It has taken 3 and a half years. That long ago, the WTC Health clinic diagnosed me with PTSD. Two and a half years ago, my understanding of PTSD, realization of my behaviors and trying to return them to “normal” left me at the bottom of a mental black-hole that left me unable to work. Today, I work full-time, plus – almost back to my amount of life occupation before 9/11. I no longer cry when I’m at the airport. Nor did I get anxious or cry the last time I flew on a plane. With a physical workout, I sleep deeply through the night, something that escaped me for years. I am mentally healed.
With mental healing, however, came the return of symptoms of another type. A cough. For years, I spent most of my time inside the air-purified space of home. And, in New York City, people were urged to be aware of smoking on the sidewalks as many people had become sensitive following dust exposure. There were few smokers on the streets. (The raised cigarette tax helped.) Nor were there strong perfumes in bathrooms and on subway cars. But the younger generation has since grown up and started working and servicing the rest of us. Perfumes are more noticeable and cigarette smoking has become a fad, no thanks to vaporizing becoming more popular. Why can’t people just vaporize, then, instead of smoke?
Now that I work full-time, I leave home more. And every time I leave home, I’m exposed to second-hand smoke. Sometimes I’m able to cover my nose and breathe through a tissue, which helps. But even then I still inhale some carcinogens and my lungs react.
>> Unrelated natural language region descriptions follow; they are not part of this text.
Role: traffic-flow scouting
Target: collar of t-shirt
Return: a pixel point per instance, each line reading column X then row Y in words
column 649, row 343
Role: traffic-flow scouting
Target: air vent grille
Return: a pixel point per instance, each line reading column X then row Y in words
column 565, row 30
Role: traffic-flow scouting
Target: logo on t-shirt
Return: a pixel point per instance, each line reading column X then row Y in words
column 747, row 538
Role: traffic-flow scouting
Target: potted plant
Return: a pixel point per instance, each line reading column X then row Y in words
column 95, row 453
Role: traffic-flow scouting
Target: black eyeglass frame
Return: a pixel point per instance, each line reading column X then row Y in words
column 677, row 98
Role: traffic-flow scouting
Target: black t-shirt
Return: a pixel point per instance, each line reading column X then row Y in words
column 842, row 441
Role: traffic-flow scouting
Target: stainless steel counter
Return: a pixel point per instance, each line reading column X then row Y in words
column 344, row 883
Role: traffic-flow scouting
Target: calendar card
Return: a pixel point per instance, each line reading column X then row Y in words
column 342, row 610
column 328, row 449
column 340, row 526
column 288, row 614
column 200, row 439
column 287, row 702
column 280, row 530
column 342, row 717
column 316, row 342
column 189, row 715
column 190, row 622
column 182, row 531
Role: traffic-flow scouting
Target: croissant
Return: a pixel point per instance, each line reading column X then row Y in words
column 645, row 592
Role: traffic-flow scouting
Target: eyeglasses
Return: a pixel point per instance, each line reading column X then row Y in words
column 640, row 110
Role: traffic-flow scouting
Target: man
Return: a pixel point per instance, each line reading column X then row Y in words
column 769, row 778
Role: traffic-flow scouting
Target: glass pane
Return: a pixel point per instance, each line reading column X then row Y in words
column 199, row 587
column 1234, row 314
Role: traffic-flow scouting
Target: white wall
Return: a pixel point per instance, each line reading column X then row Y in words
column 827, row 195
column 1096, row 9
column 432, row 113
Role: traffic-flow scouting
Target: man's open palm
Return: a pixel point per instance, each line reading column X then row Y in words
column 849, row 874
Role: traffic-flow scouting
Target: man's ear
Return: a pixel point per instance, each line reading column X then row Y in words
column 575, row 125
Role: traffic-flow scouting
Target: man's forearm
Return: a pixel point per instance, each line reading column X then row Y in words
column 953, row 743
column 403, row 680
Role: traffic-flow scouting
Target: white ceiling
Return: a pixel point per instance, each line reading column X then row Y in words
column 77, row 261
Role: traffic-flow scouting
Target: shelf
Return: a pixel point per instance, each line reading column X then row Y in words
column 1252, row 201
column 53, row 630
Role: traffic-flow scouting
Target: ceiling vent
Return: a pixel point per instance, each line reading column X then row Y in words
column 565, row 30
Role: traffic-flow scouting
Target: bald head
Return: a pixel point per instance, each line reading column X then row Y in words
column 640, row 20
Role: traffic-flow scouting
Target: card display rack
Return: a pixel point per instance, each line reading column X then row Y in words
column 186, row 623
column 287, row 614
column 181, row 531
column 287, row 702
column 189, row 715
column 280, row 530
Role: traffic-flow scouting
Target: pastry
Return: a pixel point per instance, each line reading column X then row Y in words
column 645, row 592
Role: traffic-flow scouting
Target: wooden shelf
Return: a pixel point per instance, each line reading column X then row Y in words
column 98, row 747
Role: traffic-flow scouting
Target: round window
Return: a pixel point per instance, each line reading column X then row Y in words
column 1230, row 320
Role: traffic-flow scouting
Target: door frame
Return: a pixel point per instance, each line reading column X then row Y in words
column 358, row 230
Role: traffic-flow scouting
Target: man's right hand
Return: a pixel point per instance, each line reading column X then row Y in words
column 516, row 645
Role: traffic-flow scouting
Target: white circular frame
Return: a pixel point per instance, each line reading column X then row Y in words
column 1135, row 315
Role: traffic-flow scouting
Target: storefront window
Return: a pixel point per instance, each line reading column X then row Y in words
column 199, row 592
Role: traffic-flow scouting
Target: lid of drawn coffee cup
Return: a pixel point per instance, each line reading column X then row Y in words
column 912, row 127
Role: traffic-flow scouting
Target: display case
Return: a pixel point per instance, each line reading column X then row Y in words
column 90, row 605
They get heavy and phlegm collects in my bronchioles in an act of automatic protection. Coughing up phlegm has become a daily routine. It’s almost always clear or white. It has become so common to me that I can now taste the color.
A “renowned” pulmonary specialist couldn’t give me a diagnosis, but could give me medication that did the exact opposite of what it was supposed to do. That’s what I got for leaving the national WTC health program. I’ve since rejoined. Let’s see how well it works out.
You’d think I’d write more about healing. Sorry.